Closing the Skills Gap, a collaboration between Tata Consultancy Services and the World Economic Forum, found that, “successful organization wide upskilling can only be fully achieved if an organization fully commits to the long-term learning and development of its workforce and takes the initiative to align such programmes to the company’s business strategy and growth objectives”. 

The Closing the Skills Gap project has established global and national platforms to address critically needed skills to re-shape education and training for the future. TCS created a dedicated online platform that enabled several leading companies such as Nokia, Barclays, British Telecom, and Mercer, to make measurable commitments to skills development, share insights, and offer best practices.

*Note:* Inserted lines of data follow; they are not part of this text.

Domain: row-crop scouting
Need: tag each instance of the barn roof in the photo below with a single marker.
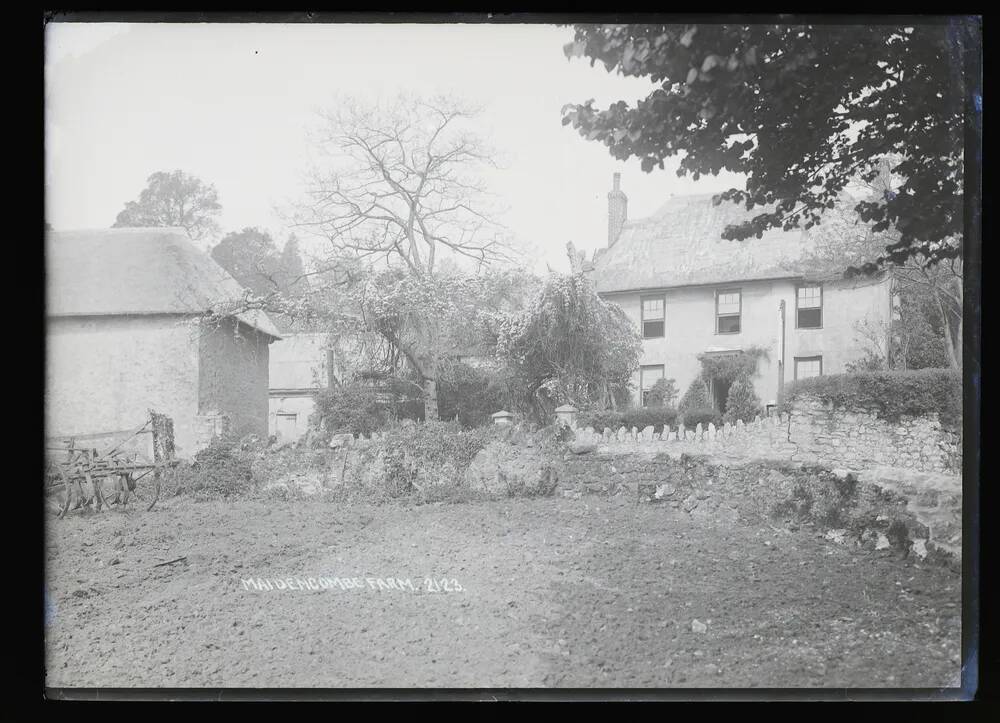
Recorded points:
(132, 271)
(682, 245)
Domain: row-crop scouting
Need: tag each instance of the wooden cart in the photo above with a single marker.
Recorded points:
(85, 467)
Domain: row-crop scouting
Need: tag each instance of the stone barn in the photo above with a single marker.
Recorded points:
(128, 329)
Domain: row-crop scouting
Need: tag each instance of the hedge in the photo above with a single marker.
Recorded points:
(639, 418)
(701, 415)
(889, 394)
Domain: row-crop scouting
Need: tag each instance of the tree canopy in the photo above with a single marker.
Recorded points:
(253, 259)
(396, 181)
(569, 345)
(174, 198)
(801, 110)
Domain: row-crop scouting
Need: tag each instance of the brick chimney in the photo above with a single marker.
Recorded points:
(617, 210)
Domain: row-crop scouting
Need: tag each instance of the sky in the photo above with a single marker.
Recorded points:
(232, 104)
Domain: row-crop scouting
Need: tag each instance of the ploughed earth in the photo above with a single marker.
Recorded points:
(525, 593)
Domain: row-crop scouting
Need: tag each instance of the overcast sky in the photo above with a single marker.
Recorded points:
(231, 105)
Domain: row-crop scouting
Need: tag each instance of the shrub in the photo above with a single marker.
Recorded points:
(471, 394)
(701, 415)
(421, 457)
(225, 466)
(662, 394)
(742, 402)
(351, 408)
(889, 394)
(639, 418)
(696, 396)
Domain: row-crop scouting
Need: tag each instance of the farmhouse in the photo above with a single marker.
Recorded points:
(301, 365)
(127, 330)
(692, 293)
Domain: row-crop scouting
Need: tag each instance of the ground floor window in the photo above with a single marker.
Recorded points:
(285, 425)
(648, 376)
(808, 366)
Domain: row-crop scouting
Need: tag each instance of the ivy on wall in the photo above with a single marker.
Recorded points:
(889, 394)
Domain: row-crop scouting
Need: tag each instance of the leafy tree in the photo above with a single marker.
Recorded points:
(696, 396)
(928, 328)
(427, 320)
(292, 273)
(742, 401)
(251, 257)
(801, 110)
(568, 345)
(174, 199)
(662, 394)
(398, 183)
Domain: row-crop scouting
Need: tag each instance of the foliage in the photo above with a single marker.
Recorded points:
(252, 258)
(398, 182)
(662, 394)
(430, 319)
(927, 330)
(731, 367)
(872, 361)
(568, 345)
(470, 395)
(351, 407)
(889, 394)
(696, 396)
(701, 415)
(225, 467)
(174, 199)
(742, 402)
(419, 457)
(640, 418)
(801, 110)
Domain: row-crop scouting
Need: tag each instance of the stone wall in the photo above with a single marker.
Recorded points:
(918, 513)
(812, 432)
(859, 439)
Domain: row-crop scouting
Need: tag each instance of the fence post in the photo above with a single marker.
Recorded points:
(566, 414)
(503, 417)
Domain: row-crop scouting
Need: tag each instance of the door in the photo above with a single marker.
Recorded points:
(286, 426)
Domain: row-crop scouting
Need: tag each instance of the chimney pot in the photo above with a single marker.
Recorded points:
(617, 210)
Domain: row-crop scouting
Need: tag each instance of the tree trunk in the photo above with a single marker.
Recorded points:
(948, 338)
(430, 400)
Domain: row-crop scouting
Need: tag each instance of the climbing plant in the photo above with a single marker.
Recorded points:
(730, 367)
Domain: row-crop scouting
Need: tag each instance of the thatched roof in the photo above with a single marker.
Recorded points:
(135, 271)
(682, 245)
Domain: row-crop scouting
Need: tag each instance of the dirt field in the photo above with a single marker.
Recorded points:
(543, 593)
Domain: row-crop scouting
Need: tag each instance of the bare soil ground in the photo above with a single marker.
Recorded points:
(554, 593)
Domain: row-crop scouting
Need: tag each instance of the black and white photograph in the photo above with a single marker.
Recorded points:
(510, 354)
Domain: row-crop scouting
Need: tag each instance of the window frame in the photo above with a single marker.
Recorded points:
(662, 298)
(797, 359)
(663, 375)
(739, 315)
(809, 286)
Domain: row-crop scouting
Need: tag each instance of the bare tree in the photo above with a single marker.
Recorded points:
(399, 183)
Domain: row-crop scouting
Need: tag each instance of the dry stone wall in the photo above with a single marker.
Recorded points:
(914, 512)
(813, 432)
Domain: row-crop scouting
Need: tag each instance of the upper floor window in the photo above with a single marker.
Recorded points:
(728, 309)
(652, 317)
(808, 366)
(648, 376)
(809, 307)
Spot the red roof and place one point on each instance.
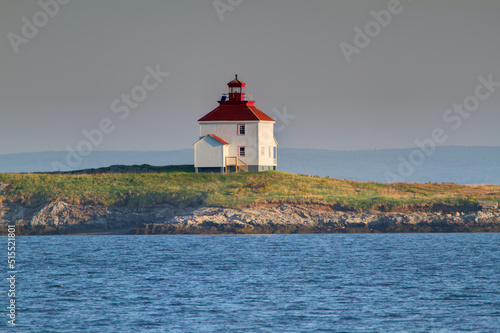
(218, 139)
(234, 111)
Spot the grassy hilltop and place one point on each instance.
(143, 186)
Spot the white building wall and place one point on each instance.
(266, 144)
(228, 131)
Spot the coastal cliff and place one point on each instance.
(174, 200)
(62, 218)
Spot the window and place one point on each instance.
(241, 129)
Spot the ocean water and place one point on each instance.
(257, 283)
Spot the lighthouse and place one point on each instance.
(236, 136)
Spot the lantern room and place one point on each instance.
(236, 89)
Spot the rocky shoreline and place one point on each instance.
(63, 218)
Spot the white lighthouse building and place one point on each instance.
(235, 136)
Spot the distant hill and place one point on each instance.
(463, 165)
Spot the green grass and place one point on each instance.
(143, 186)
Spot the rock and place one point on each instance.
(488, 205)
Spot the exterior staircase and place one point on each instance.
(239, 165)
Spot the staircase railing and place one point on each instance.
(239, 165)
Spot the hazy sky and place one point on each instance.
(71, 73)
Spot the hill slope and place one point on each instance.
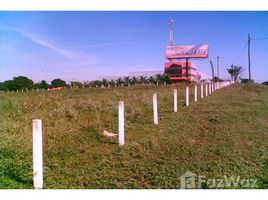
(224, 134)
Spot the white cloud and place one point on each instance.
(46, 42)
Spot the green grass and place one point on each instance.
(223, 134)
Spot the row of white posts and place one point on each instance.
(37, 127)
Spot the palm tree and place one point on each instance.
(104, 82)
(126, 80)
(151, 79)
(143, 79)
(119, 81)
(134, 80)
(112, 82)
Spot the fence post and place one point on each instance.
(187, 96)
(175, 100)
(37, 154)
(195, 93)
(206, 89)
(202, 91)
(121, 126)
(155, 108)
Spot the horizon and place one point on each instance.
(83, 46)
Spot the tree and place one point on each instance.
(22, 82)
(234, 71)
(126, 80)
(143, 79)
(104, 82)
(152, 79)
(58, 83)
(76, 84)
(42, 85)
(265, 83)
(134, 80)
(119, 81)
(245, 80)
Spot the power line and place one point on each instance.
(259, 39)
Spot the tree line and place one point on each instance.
(25, 83)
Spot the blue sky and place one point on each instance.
(84, 46)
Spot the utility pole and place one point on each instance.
(171, 40)
(218, 72)
(249, 70)
(212, 71)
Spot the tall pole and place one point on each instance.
(171, 23)
(218, 72)
(187, 72)
(212, 71)
(249, 70)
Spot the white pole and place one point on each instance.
(37, 154)
(202, 92)
(195, 93)
(155, 108)
(206, 89)
(121, 134)
(175, 100)
(187, 96)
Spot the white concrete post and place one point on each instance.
(187, 96)
(202, 91)
(195, 93)
(121, 133)
(37, 154)
(206, 89)
(155, 108)
(175, 100)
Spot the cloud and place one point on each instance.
(46, 42)
(103, 45)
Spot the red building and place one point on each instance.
(177, 71)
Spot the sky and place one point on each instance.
(84, 46)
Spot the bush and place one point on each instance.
(58, 83)
(265, 83)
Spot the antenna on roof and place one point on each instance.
(171, 23)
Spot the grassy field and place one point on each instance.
(223, 134)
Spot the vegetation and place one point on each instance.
(245, 80)
(58, 83)
(18, 83)
(265, 83)
(42, 85)
(234, 71)
(223, 134)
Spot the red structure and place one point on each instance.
(177, 71)
(175, 68)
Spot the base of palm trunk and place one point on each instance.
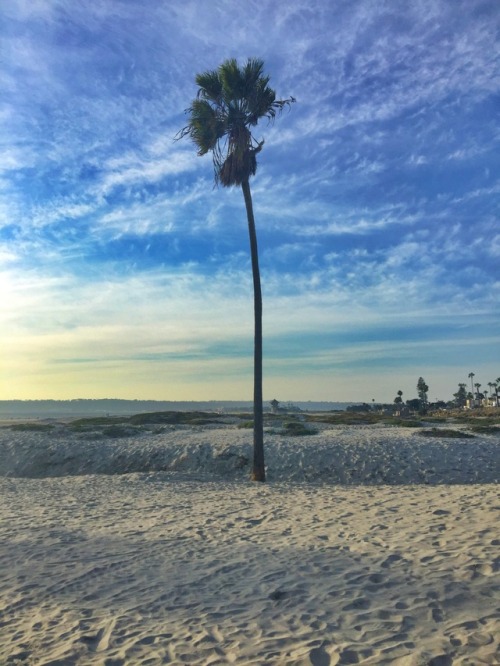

Transformation in practice

Back at the European SDG Summit, Frédéric Gimenez, Chief Digital Officer at TotalEnergies shared insights about the company’s Digital Factory, of which he is Managing Director.

He told the Digital Transition Serving the Future of Work session that this fully digital ecosystem is driven by a desire for constant upskilling. “We need to be a learning organisation, learning by classical training but also with a community of practice sharing training, (we have) a lot of new ways of training the people, and it's permanent training.”

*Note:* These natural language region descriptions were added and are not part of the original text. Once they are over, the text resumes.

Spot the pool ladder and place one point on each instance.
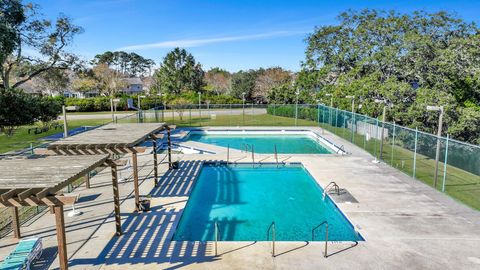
(271, 231)
(329, 187)
(326, 235)
(217, 232)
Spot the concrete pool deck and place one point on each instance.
(406, 224)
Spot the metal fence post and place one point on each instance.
(375, 140)
(353, 128)
(415, 153)
(445, 165)
(393, 143)
(336, 120)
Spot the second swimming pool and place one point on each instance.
(263, 142)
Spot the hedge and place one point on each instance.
(307, 113)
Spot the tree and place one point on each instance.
(268, 80)
(219, 80)
(244, 82)
(21, 28)
(48, 109)
(128, 64)
(179, 73)
(410, 60)
(180, 105)
(16, 109)
(52, 81)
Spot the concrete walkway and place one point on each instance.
(406, 224)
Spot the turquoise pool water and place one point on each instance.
(264, 144)
(244, 201)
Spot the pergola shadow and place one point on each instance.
(147, 240)
(178, 182)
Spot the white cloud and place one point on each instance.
(188, 43)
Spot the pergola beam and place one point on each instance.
(34, 201)
(61, 237)
(15, 223)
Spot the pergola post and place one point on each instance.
(155, 162)
(135, 181)
(87, 180)
(15, 223)
(169, 141)
(116, 199)
(61, 238)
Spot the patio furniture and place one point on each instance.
(26, 252)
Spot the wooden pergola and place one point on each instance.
(32, 182)
(116, 139)
(40, 181)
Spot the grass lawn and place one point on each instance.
(105, 112)
(21, 139)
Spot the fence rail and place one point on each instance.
(408, 150)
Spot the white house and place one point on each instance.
(134, 86)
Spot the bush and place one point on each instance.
(307, 113)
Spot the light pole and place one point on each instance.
(383, 124)
(199, 104)
(331, 99)
(139, 97)
(331, 106)
(353, 114)
(353, 103)
(161, 103)
(439, 135)
(243, 107)
(296, 106)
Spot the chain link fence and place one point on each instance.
(457, 172)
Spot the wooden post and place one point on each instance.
(169, 149)
(61, 238)
(65, 126)
(116, 199)
(155, 162)
(135, 181)
(15, 223)
(87, 181)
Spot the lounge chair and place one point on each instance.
(26, 251)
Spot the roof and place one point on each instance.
(111, 136)
(42, 176)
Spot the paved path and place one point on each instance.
(169, 113)
(406, 224)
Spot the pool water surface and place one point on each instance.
(244, 201)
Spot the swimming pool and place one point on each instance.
(244, 201)
(264, 142)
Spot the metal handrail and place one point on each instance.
(276, 155)
(326, 235)
(329, 186)
(217, 231)
(228, 153)
(253, 155)
(272, 228)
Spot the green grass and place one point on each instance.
(21, 139)
(103, 112)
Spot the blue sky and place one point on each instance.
(232, 35)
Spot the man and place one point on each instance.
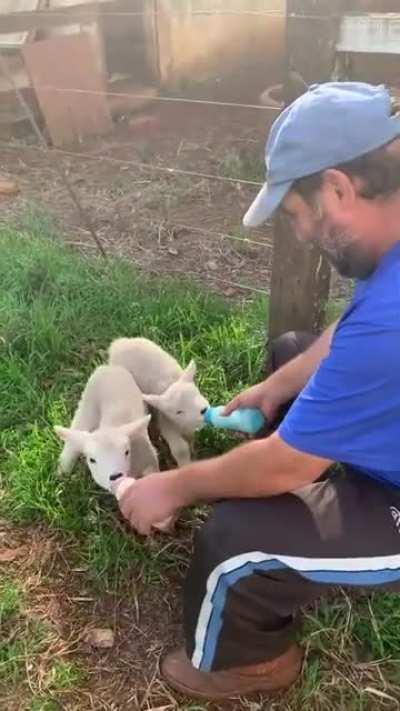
(281, 534)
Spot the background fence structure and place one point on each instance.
(149, 117)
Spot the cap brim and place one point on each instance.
(266, 202)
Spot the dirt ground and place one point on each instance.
(165, 222)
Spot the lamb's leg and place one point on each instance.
(85, 418)
(179, 447)
(144, 456)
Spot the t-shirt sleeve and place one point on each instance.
(350, 409)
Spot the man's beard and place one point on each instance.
(349, 257)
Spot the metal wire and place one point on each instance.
(173, 99)
(136, 164)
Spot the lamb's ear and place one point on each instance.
(75, 437)
(136, 427)
(152, 400)
(189, 373)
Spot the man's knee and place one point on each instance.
(236, 526)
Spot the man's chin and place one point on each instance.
(351, 267)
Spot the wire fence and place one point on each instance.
(58, 154)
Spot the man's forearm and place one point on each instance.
(258, 469)
(292, 377)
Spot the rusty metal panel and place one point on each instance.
(372, 34)
(64, 63)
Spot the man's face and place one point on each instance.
(337, 233)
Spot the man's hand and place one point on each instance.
(261, 396)
(150, 501)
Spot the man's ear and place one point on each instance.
(338, 190)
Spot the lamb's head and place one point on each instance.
(182, 402)
(109, 451)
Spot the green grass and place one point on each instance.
(11, 599)
(58, 314)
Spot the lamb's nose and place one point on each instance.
(115, 477)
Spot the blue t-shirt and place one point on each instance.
(349, 411)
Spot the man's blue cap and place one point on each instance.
(330, 124)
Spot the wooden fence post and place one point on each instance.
(300, 276)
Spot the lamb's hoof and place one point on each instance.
(167, 526)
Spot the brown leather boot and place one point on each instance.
(272, 676)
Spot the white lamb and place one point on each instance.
(110, 429)
(167, 388)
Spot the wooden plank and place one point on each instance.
(299, 285)
(53, 17)
(68, 62)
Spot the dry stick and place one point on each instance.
(52, 161)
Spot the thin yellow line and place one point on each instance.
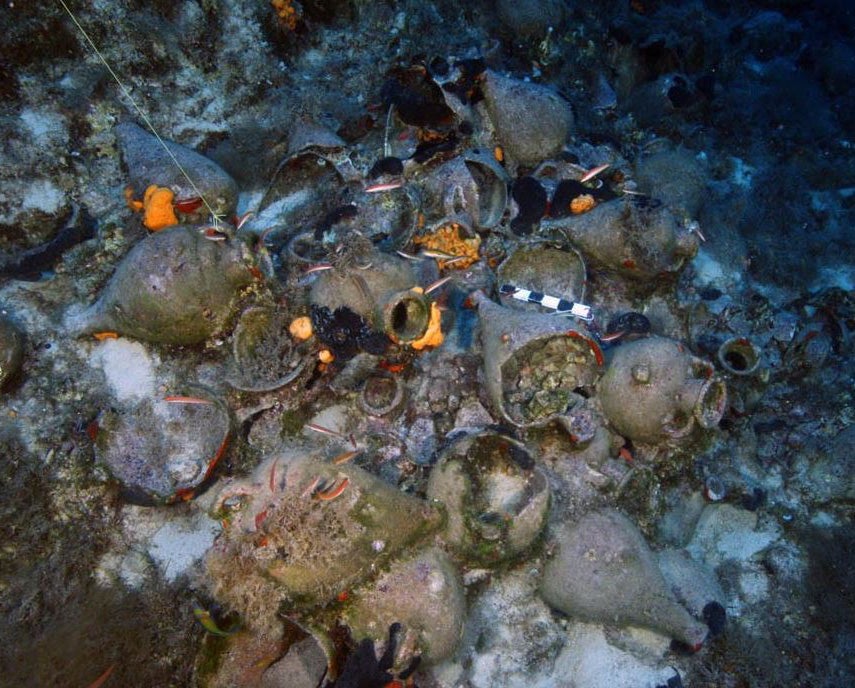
(139, 110)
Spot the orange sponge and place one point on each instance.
(158, 212)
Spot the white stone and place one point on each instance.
(179, 544)
(128, 366)
(726, 532)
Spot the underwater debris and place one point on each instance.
(363, 669)
(346, 333)
(450, 238)
(288, 13)
(532, 202)
(11, 350)
(30, 263)
(417, 99)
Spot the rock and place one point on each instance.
(593, 662)
(676, 177)
(531, 121)
(530, 18)
(830, 474)
(495, 496)
(148, 163)
(726, 532)
(32, 211)
(11, 349)
(693, 584)
(162, 452)
(173, 287)
(654, 390)
(302, 666)
(424, 594)
(604, 571)
(285, 544)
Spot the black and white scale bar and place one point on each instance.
(560, 306)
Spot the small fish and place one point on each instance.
(347, 456)
(204, 617)
(324, 431)
(320, 267)
(178, 399)
(436, 285)
(213, 234)
(590, 174)
(333, 492)
(385, 186)
(98, 682)
(101, 336)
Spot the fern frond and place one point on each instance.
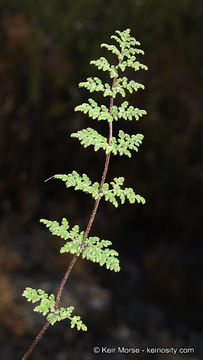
(47, 305)
(121, 146)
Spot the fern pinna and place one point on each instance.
(78, 242)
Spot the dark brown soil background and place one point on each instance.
(157, 298)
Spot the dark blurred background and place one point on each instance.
(157, 298)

Natalia Roldan, DHR and Head of Talent & Culture at TotalEnergies Digital Factory summarised the discussion with an example of how this new digital ecosystem will likely become the norm in the near future. “What we see is that technology is changing the workplace, but more importantly the biggest change is the mindset shift that's coming through all of this.

“It's our capacity to learn and to learn quickly, to be able to adapt to our environment, that's what will enable the workforce of today, to survive in the workplace of tomorrow.”